A equipa de investigadores realizou análises a amostras de urina de chimpanzés, onde encontraram desequilíbrios hormonais consistentes com desidratação e com o aumento do stress por calor, que incluiu a análise da creatinina e do cortisol. O clima em Fongoli pode ser aterrador, onde a temperatura média máxima é de 37º Celsius, e onde existem períodos de 6 a 7 meses em que não chove.
Para validar as descobertas, a equipa realizou testes similares em chimpanzés do Tai National Park, uma floresta tropical vizinha onde as condições são menos agrestes – temperaturas mais baixas e mais humidade. Sem surpresa, os chimpanzés baseados na floresta não exibiram os mesmos níveis de cortisol, o que significa que eles não experimentam o mesmo stress térmico que os chimpanzés da Savana. A disponibilidade de alimentos entre os dois habitats diferentes também indicou resultados curiosos: enquanto que a comida era mais abundante para os chimpanzés que viviam nas florestas tropicais, os chimpanzés da Savana desenvolveram gostos para novos tipos de alimentos para que pudessem satisfazer as suas necessidades energéticas.
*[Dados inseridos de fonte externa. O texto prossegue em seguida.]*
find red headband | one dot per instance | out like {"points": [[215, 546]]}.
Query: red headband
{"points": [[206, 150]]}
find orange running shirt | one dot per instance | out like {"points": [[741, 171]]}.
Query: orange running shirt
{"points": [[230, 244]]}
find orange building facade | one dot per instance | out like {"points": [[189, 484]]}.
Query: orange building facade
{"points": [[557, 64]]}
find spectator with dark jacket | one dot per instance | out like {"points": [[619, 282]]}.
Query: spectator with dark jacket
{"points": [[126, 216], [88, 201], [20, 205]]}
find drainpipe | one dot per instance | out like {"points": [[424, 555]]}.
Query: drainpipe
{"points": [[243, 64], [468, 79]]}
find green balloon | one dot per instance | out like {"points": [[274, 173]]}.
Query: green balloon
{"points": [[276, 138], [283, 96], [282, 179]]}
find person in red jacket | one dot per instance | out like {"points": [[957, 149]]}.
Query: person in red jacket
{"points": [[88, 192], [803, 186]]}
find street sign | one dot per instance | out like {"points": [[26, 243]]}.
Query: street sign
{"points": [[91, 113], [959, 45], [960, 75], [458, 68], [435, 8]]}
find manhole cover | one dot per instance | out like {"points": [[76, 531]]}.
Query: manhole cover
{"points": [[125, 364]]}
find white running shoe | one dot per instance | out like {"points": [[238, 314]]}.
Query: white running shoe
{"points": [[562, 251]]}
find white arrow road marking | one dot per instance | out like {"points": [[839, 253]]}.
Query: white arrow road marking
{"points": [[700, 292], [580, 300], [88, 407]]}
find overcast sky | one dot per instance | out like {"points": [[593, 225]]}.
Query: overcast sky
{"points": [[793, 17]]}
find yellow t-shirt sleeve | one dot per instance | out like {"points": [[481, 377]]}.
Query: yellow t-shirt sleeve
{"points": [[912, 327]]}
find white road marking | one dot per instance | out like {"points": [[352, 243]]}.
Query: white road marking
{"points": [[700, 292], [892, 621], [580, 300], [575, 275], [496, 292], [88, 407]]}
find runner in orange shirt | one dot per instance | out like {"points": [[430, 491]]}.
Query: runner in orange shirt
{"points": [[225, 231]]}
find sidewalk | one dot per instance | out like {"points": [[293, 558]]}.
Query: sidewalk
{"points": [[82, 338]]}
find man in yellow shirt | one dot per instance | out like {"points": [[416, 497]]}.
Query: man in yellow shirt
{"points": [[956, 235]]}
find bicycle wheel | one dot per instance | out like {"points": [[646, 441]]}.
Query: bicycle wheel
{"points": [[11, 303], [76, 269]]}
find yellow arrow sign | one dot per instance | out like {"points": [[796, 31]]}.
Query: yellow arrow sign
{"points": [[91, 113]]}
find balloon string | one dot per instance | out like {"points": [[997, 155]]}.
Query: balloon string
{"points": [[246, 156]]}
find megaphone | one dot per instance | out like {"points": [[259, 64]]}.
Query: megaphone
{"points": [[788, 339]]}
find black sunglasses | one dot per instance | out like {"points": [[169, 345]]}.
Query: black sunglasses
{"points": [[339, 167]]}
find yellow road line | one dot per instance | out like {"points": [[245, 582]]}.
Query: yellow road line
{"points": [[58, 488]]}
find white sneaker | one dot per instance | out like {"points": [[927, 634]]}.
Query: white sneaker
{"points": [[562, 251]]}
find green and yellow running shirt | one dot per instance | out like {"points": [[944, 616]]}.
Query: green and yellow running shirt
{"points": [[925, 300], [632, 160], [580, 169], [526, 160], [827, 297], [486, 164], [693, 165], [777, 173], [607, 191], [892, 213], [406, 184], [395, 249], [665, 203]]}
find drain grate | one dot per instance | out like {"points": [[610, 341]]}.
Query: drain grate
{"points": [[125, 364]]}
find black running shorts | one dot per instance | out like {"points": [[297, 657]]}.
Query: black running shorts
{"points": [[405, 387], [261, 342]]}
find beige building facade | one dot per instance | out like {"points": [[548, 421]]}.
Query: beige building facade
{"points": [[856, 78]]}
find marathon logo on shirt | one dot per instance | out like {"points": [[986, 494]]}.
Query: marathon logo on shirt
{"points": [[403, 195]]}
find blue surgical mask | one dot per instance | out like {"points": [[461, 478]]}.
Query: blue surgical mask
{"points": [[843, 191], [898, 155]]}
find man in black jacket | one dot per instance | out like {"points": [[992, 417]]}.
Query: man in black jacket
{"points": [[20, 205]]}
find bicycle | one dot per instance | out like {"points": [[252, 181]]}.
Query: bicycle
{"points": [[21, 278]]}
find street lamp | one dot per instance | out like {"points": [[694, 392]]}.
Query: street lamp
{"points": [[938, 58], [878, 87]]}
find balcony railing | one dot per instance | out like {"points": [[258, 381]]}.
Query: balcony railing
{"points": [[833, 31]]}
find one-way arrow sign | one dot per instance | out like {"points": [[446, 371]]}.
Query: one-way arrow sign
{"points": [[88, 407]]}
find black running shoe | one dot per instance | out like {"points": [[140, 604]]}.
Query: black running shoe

Tendo em vista a atual mudança climática, estamos mais aptos a entender quais serão as consequências para o chimpanzé ocidental, criticamente ameaçado num futuro próximo, no que diz respeito ao aumento das pressões ecológicas e da necessidade em se adaptar de forma flexível ao aquecimento global. Pesquisas futuras podem discernir se essas características são exclusivas dos chimpanzés ou se se estendem a outras espécies.